With a convex shape, like a circle, we can create a set of similar shapes, all contained within one another, by centering the shape at the origin and scaling it.

So we can get the following:

With a concave shape however, cetnering it at its centroid and scaling won't keep the points inside the original polygon, we would get something like this:

(Diagram was made by hand so this may not be the mathematical result, but it illustrates the point)

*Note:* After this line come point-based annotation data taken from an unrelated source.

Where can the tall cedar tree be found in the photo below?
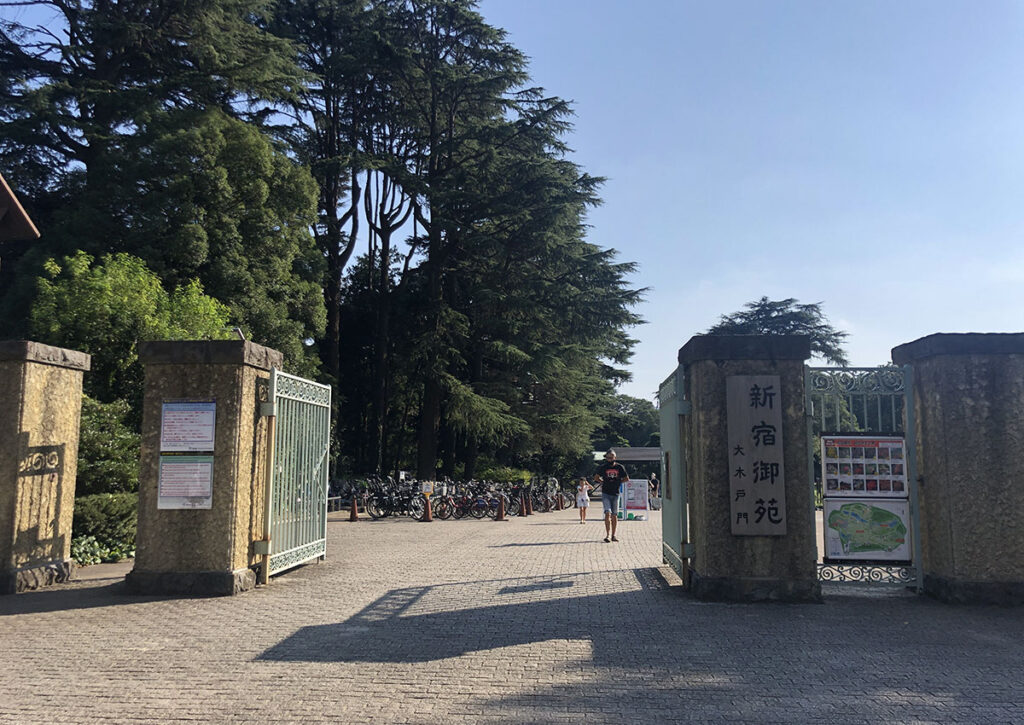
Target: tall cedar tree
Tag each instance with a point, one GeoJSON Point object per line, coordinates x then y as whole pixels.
{"type": "Point", "coordinates": [787, 316]}
{"type": "Point", "coordinates": [116, 116]}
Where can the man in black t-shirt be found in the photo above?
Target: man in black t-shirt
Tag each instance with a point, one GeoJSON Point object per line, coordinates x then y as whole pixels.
{"type": "Point", "coordinates": [611, 475]}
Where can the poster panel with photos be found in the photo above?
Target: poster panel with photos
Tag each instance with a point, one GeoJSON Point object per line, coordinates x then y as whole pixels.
{"type": "Point", "coordinates": [867, 466]}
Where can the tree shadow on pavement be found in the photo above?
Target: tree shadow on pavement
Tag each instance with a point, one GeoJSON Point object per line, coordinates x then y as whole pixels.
{"type": "Point", "coordinates": [655, 654]}
{"type": "Point", "coordinates": [75, 595]}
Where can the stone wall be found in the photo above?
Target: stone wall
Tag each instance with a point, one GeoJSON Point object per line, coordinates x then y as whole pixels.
{"type": "Point", "coordinates": [41, 393]}
{"type": "Point", "coordinates": [969, 398]}
{"type": "Point", "coordinates": [744, 567]}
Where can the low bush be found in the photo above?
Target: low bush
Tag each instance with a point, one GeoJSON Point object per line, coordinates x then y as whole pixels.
{"type": "Point", "coordinates": [103, 527]}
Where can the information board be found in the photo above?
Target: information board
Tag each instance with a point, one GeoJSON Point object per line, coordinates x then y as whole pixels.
{"type": "Point", "coordinates": [757, 476]}
{"type": "Point", "coordinates": [187, 426]}
{"type": "Point", "coordinates": [863, 466]}
{"type": "Point", "coordinates": [187, 434]}
{"type": "Point", "coordinates": [866, 529]}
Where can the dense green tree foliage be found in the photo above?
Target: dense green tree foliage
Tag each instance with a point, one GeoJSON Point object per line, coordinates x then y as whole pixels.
{"type": "Point", "coordinates": [786, 316]}
{"type": "Point", "coordinates": [107, 309]}
{"type": "Point", "coordinates": [371, 186]}
{"type": "Point", "coordinates": [108, 450]}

My goal is to be able to deform the original polygon such that the result converges to a single point contained in the original polygon, and every new ring is fully contained in the previous ring, as in this image:

How can this be done?

EDIT:

Maintaining the topology in new rings isn't necessary as long as the number of points doesn't change, so if the shape passes from being concave to being convex, that;s fine as well.

Example:

• What point do you want it to converge to? In your example you could have moved the smaller polygons a bit upward and still have a construction matching your criteria. I would think any point from which you can draw a straight line to any point inside the starting polygon could be a possible target. Commented Jan 31, 2019 at 15:25
• Any point inside the polygon works. I guess ideally something close to the center of mass is better, but ANYWHERE inside the polygon that satisfies the properties above is good enough. Commented Jan 31, 2019 at 15:27
• I'm no completely sure of how it works, but if you use any point outside the set I described, I think that would limit what smaller versions you can go through. But if you don't even have to maintain the shape, that's not a major concern. Commented Jan 31, 2019 at 16:08
• It seems to me that what you want is rather difficult! Neither of the current answers solves your problem. Commented Jan 31, 2019 at 17:08
• The curve one (accepted one) definitely answers the problem. At leas tin theory. But finding the curve to follow is rather difficult. Using the straight skeleton as suggested is one way to generate those curves but that's complicated and costly... i.e the solutions provided do solve the problem, albeit they are not copy pastable. Commented Jan 31, 2019 at 17:11

You can achieve your goal by choosing a point $$O$$ inside your shape and constructing then the other shapes via a homothetic transformation of center $$O$$ and ratio $$<1$$.

EDIT.

This works only if the shape is a star domain and $$O$$ one of its centers.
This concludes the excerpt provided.